Numerous milestones with regard of regulatory decisions
BB Biotech’s portfolio holdings updated on multiple regulatory decisions in the fourth quarter 2021 such as
- Vyvgart (efgartigimod alfa-fcab) from Argenx was approved by the FDA for the treatment of generalized myasthenia gravis (gMG) in adult patients who are anti-acetylcholine receptor (AChR) antibody positive.
- Caplyta (lumateperone) from Intra-Cellular was approved by FDA to treat depressive episodes associated with bipolar I or II disorder (bipolar depression) in adults as monotherapy and as adjunctive therapy with lithium or valproate.
- Leqvio (inclisiran) from Novartis/Alnylam was approved by FDA an adjunct to diet and maximally tolerated statin therapy for the treatment of adults with heterozygous familial hypercholesterolemia (HeFH) or clinical atherosclerotic cardiovascular disease (ASCVD), who require additional lowering of lowdensity lipoprotein cholesterol (LDL-C).

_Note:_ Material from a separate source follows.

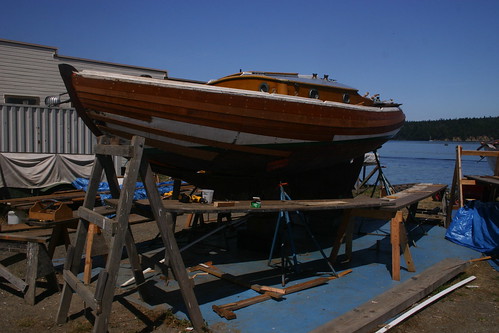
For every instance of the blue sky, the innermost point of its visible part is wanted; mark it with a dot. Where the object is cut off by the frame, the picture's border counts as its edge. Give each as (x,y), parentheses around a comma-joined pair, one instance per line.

Beneficial collaboration in the last quarter of 2021
With M&A activity close to a standstill and no deals within the industry and our portfolio holdings, business development activities were of interest. AstraZeneca has entered into a new global development and commercialization agreement with Ionis Pharmaceuticals for eplontersen, formerly known as IONIS-TTR-LRX. Eplontersen is a ligand-conjugated antisense (LICA) investigational medicine currently in Phase III clinical trials for amyloid transthyretin cardiomyopathy (ATTR-CM) and amyloid transthyretin polyneuropathy (ATTR-PN). It is designed to reduce the production of transthyretin (TTR protein) to treat both hereditary and non-hereditary forms of TTR amyloidosis (ATTR). The companies will jointly develop and commercialize eplontersen in the US, while AstraZeneca will develop and commercialize it in the rest of the world, except in Latin America. Ionis will receive an upfront payment of USD 200 mn and additional conditional payments of up to USD 485 mn following regulatory approvals and up to USD 2.9 bn of sales-related milestones based on sales thresholds between USD 500 mn and USD 6 bn, plus royalties in the range of low double-digit to mid-twenties percentage depending on the region.